For applicants, the risk is assuming that a salary package discussed in May or June will still be enough in July. For employers, the risk is lodging with outdated figures, weak market salary evidence or a package that falls below the new threshold.
Applications before and after 30 June
Timing can matter. Nominations lodged before the end of 30 June 2026 are generally assessed against the current threshold settings, while nominations lodged from 1 July 2026 are expected to use the new indexed amounts. That does not mean people should rush a weak application. A rushed nomination with missing documents, incorrect salary calculations or poor business evidence can create bigger problems.
Instead, applicants and sponsors should use the remaining time to make a clear decision: either lodge a complete, well-prepared nomination under current settings, or adjust salary and documentation so the application is ready for the new financial year.

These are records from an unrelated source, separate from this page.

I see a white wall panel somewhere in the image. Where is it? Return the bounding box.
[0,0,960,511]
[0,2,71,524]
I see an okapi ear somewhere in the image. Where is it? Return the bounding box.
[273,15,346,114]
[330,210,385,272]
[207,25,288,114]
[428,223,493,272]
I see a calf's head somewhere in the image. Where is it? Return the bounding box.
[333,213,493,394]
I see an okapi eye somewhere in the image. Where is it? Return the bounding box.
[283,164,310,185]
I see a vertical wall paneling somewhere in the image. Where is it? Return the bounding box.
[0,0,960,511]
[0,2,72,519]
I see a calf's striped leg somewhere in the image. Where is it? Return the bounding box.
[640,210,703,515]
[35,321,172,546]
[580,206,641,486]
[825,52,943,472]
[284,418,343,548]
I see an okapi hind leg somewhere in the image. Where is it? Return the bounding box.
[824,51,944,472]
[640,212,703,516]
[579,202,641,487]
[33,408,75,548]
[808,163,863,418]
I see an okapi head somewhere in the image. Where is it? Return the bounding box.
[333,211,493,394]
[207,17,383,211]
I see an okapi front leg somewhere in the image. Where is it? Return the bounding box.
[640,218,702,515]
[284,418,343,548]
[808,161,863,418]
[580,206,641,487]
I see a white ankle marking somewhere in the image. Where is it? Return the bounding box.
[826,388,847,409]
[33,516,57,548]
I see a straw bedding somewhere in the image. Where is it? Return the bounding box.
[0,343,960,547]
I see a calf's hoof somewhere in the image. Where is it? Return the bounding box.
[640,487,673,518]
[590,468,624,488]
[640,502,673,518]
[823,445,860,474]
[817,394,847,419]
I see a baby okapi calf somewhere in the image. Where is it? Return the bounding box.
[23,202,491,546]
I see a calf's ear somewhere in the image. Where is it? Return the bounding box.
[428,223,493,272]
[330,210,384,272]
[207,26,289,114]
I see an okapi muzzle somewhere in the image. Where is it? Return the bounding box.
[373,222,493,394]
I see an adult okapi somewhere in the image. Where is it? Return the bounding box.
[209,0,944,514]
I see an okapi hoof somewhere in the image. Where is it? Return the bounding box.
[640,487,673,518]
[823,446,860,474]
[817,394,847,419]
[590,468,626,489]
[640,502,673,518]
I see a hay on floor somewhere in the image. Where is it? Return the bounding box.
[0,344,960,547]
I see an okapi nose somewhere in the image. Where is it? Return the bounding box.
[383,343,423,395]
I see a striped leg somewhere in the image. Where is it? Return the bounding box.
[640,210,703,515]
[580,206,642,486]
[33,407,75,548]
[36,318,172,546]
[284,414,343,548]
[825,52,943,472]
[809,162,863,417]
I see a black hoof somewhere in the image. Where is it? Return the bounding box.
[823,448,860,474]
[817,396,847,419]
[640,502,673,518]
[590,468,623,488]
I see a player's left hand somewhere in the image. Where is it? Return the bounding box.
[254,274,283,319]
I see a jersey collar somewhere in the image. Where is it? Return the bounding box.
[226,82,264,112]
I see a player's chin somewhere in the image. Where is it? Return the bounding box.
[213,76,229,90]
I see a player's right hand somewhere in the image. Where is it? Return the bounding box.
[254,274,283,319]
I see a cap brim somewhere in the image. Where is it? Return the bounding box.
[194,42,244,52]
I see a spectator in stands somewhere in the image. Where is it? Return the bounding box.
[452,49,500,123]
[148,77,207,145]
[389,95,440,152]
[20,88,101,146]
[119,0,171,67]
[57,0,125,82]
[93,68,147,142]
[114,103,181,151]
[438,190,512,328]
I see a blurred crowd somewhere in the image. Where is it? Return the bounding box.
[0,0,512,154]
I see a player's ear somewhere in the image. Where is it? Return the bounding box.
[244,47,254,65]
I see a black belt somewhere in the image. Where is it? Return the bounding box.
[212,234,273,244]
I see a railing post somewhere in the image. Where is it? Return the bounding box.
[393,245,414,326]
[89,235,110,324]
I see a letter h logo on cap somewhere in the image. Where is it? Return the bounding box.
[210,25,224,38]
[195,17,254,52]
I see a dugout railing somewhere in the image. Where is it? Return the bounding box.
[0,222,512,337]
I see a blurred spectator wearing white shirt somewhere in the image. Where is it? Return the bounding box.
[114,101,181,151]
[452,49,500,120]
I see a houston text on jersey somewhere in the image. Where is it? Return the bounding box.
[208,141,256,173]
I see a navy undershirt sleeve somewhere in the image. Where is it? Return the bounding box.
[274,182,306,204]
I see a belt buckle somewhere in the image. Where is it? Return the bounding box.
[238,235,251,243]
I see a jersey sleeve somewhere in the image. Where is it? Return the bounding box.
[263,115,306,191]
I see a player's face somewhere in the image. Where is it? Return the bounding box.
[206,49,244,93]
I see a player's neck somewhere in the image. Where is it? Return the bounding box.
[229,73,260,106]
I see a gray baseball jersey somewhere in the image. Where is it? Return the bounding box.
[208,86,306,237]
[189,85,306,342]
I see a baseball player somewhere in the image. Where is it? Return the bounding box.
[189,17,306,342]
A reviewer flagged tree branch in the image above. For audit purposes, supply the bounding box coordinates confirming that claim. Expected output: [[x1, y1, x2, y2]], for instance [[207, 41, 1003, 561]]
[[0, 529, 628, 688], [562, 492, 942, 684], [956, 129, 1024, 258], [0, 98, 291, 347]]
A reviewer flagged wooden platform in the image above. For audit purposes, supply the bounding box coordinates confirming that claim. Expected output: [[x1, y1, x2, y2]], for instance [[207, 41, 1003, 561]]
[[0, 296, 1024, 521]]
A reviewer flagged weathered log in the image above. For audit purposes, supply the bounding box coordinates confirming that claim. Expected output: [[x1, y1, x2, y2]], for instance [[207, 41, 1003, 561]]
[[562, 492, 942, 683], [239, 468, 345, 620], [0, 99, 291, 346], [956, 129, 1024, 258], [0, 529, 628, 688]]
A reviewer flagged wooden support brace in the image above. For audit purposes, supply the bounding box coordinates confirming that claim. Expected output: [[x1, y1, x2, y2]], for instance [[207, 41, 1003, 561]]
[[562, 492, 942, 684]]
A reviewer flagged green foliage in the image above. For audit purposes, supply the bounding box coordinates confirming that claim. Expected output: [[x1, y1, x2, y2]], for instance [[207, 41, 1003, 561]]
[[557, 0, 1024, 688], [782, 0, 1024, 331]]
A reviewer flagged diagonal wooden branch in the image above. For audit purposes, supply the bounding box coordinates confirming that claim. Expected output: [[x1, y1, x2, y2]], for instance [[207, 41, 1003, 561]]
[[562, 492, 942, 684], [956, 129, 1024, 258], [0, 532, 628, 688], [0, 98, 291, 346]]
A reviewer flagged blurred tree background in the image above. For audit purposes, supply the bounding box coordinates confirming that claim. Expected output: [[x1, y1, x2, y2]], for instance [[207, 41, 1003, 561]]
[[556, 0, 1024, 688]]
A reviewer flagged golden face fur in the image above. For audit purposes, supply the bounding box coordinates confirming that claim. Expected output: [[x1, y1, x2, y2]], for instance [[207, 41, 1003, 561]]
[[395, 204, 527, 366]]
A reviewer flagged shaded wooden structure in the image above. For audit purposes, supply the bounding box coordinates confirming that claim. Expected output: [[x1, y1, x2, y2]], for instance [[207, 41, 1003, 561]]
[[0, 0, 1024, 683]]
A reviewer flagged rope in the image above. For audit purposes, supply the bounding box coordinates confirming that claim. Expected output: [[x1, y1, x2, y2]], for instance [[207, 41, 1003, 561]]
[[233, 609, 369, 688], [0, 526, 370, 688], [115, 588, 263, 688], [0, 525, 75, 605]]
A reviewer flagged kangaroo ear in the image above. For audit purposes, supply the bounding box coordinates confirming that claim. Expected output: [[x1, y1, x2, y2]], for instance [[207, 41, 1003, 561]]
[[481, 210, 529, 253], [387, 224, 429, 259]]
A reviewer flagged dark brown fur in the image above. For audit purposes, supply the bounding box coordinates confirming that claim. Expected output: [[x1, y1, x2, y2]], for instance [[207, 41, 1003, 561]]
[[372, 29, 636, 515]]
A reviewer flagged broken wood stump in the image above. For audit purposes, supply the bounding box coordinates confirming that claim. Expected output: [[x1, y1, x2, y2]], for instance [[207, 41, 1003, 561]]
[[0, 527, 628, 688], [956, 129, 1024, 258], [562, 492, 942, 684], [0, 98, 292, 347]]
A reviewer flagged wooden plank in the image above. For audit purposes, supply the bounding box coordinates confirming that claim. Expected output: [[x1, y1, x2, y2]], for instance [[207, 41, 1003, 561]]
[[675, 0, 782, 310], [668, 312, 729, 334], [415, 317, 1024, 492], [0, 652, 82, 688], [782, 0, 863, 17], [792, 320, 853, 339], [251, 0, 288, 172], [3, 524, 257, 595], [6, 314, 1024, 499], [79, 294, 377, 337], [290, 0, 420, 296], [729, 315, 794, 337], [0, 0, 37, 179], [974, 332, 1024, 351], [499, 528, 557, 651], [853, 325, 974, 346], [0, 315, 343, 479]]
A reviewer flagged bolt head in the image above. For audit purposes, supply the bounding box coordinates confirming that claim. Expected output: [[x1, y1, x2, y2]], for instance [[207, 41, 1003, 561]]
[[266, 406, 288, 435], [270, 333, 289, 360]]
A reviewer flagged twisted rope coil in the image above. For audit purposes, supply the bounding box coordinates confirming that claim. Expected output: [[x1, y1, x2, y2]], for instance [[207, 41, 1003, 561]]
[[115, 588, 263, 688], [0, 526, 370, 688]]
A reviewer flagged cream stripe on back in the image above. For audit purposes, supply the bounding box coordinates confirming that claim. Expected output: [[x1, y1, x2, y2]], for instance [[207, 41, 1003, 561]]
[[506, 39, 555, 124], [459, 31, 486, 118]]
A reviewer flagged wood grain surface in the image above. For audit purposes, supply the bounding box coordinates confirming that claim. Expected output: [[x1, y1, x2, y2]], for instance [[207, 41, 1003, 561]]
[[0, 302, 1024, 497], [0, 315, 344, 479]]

A practical checklist before lodging
For skilled visa applicants
- Ask your employer which threshold applies to your role and visa stream.
- Confirm whether your guaranteed base salary meets the threshold without relying on uncertain bonuses.
- Check whether your role has changed since the first job offer or previous nomination.
- Keep records of contracts, payslips, position descriptions and correspondence.
- If permanent residency is the goal, ask how the salary change affects your longer-term pathway.
For employers and sponsors
- Review all pending nominations that may be lodged near 1 July.
- Update templates, HR approvals and payroll budgets to reflect the new thresholds.
- Prepare clear Annual Market Salary Rate evidence for each role.
- Do not assume last year’s salary benchmark is still safe.
- Get registered migration advice where the role, salary structure or pathway is complex.
What about current visa holders?
Existing visa holders are not automatically required to receive a new salary simply because the threshold changes on 1 July. However, the updated figures can become important when a new nomination, renewal, employer transfer or permanent residency application is lodged. That is why Indian professionals already in Australia should not ignore the change.
If you are planning to change employers, move from a temporary skilled visa to subclass 186, or renew your sponsored visa later in 2026, treat this as an early planning signal. Check your salary, occupation, contract terms and eligibility before you commit to a timeline.
The takeaway for the community
For Indian Australians following Australia migration updates, this is one of the most practical changes to watch before the new financial year. The new skilled visa income thresholds are not a headline-grabbing policy shift, but they can directly affect whether an employer-sponsored application is viable.
The safest approach is to check early, document carefully and avoid informal assumptions. Applicants should speak with their employer or a registered migration agent, while businesses should review pending nominations before 1 July. A short salary review now could prevent delays, refusals or stressful last-minute changes later.